The above values are drawn from a variety of sources of unconfirmed reliability. As such, these are the authors’ best guesses at appropriate values.

Parameters

  • type_of_fuel (enums.FuelType) – The type of fuel.

  • fuel_quantity (float) – [L] The amount of fuel.

Returns

TNT_mass – [kg] TNT equivalent mass.

Return type

float

static fireball_area(TNT_mass)[source]

Compute lethal area for fireball (deflagration).

Compute the size of a fireball for a given amount of propellant. The model is found in [2] page 62.

Note

See note for lethal_area_explosion.

Parameters

TNT_mass (float) – [kg] The equivalent TNT mass for the propellant.

Returns

area – [m^2] Size of area of fireball.

Return type

float

static lethal_area_explosion(TNT_mass, K=7.14)[source]

Compute lethal area for explosion.

Determines the lethal area for an explosion. The model used is

\[A_{explosion} = \pi D^2\]

where \(D\) [m] is the distance from the explosion, where it is no longer lethal. It is given as

\[D = K W^{1/3}\]

where \(K\) [m/kg \(^{1/3}\)] is a scaling factor for the acceptable risk and W [kg] is the TNT equivalent mass [1], [2], [3].

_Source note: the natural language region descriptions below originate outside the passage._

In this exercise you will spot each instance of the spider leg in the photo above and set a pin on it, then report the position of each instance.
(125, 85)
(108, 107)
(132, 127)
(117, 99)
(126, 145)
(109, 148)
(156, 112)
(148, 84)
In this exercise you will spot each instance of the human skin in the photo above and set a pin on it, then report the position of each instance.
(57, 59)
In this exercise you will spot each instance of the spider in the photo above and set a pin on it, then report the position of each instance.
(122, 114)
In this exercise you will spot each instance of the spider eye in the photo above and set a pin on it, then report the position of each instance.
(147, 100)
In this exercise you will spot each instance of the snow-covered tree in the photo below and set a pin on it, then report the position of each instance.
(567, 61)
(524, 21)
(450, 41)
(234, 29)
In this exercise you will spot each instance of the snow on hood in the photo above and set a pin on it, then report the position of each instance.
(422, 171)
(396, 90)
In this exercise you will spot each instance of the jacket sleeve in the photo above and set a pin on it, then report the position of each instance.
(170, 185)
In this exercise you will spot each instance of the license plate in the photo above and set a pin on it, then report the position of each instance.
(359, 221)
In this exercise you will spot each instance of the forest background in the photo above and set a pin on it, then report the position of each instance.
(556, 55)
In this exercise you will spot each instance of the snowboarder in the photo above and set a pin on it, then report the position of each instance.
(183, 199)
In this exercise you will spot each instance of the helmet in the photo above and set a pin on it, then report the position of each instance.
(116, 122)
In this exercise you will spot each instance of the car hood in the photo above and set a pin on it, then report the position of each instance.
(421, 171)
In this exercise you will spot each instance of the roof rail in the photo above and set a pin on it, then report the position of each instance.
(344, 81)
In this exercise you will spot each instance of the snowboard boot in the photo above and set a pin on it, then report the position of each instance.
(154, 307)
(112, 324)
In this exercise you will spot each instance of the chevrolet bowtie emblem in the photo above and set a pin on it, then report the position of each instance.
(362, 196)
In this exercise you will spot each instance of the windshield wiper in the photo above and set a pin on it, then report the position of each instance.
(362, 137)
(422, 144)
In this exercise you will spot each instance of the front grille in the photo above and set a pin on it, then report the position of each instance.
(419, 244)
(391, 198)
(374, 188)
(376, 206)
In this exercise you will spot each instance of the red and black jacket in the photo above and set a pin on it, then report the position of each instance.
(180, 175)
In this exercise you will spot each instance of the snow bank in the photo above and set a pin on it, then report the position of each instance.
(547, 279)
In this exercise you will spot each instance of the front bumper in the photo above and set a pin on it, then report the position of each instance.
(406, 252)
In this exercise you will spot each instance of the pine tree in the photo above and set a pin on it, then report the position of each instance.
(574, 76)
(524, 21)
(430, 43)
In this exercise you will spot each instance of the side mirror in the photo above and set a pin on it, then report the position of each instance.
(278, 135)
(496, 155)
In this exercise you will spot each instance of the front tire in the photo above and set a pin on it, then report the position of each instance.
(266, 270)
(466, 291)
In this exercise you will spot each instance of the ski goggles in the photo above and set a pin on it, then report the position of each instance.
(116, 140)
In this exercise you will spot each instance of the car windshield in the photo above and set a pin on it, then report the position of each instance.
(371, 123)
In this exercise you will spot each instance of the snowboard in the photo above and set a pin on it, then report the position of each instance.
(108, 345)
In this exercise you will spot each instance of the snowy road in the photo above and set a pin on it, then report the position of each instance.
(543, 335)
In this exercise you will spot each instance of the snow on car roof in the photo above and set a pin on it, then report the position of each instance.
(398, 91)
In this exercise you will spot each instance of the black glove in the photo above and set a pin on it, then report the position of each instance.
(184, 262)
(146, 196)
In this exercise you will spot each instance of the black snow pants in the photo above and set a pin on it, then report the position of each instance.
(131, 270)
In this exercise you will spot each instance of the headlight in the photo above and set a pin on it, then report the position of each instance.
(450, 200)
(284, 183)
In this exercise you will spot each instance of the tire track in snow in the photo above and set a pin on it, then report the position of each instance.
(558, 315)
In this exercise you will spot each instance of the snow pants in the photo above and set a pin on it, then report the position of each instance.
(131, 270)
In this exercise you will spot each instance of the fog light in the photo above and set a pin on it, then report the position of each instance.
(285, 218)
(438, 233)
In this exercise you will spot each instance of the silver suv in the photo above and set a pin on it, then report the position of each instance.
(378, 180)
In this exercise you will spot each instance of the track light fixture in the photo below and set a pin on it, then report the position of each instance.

A recommended value for the scaling factor for 3.5 psi overpressure is 18 ft/lb \(^{1/3}\) (also called K18, for unprotected persons), which is equal to

\[K = 7.14~\mathrm{m/kg}^{1/3}\]

in SI units. For details on this value, see [1].

Note

The area given by the used model assumes a near-perfect combustion of the fuel, which typically requires a close to ideal mixing of fuel and oxidizer. As this normally do not happen during an aircraft crash, the model tends to be rather conservative in the estimate of the lethal area. For more detail on this, please consult Annex F [4].

Warning

The model for lethality caused by explosions has not been deeply investigated, and the model is provided as is, with references to it origin. Ultimate responsibility for determining the lethal area at an explosion rests with the user.

Parameters

  • TNT_mass (float) – [kg] Equivalent TNT mass to the explosive material. Use TNT_equivalent_mass to determine this value.

  • K (float, optional) – [kg/m^(1/3)] Scaling factor for acceptable risk (the default is 7.14).

Returns

area – [m^2] Size of the lethal area, which is in the form of a disc.

Return type

float

static lethal_area_thermal(TNT_mass, p_lethal)[source]

Compute lethal area for thermal radiation (deflagration).

Computes the lethal area for deflagration based on the thermal radiation. Model is taken from [2] page 61.

Note

See note for lethal_area_explosion.

Parameters

  • TNT_mass (float) – [kg] The equivalent TNT mass for the propellant.

  • p_lethal (float) – [-] A number between 0 and 1 indicating the target lethality.

Returns

area – [m^2] Size of lethal area.

Return type

float

1(1,2,3)

Department of Defense. DoD Ammunition and Explosives Safety Standards: General Explosives Safety Information and Requirements (DOD 6055.09-M, Volume 1). Technical Report, 2012.

2(1,2,3,4)

John A. Ball, Michael Knott, and David Burke. Crash Lethality Model - Report no. NAWCADPAX/TR-2012/196. Technical Report, Naval Air Warfare Center Aircraft Division, 2012.

3(1,2)

Meredith J. Harwick, John Hall, John W. Tatom, and Robert G. Baker. Approved Methods and Algorithms for DoD Risk-Based Explosives Siting. Technical Report, DDESB, jul 2009.

4(1,2)

JARUS. JARUS guidelines on SORA - Annex F - Theoretical Basis for Ground Risk Classification. Technical Report, 2022. JAR-WG6-QM.01.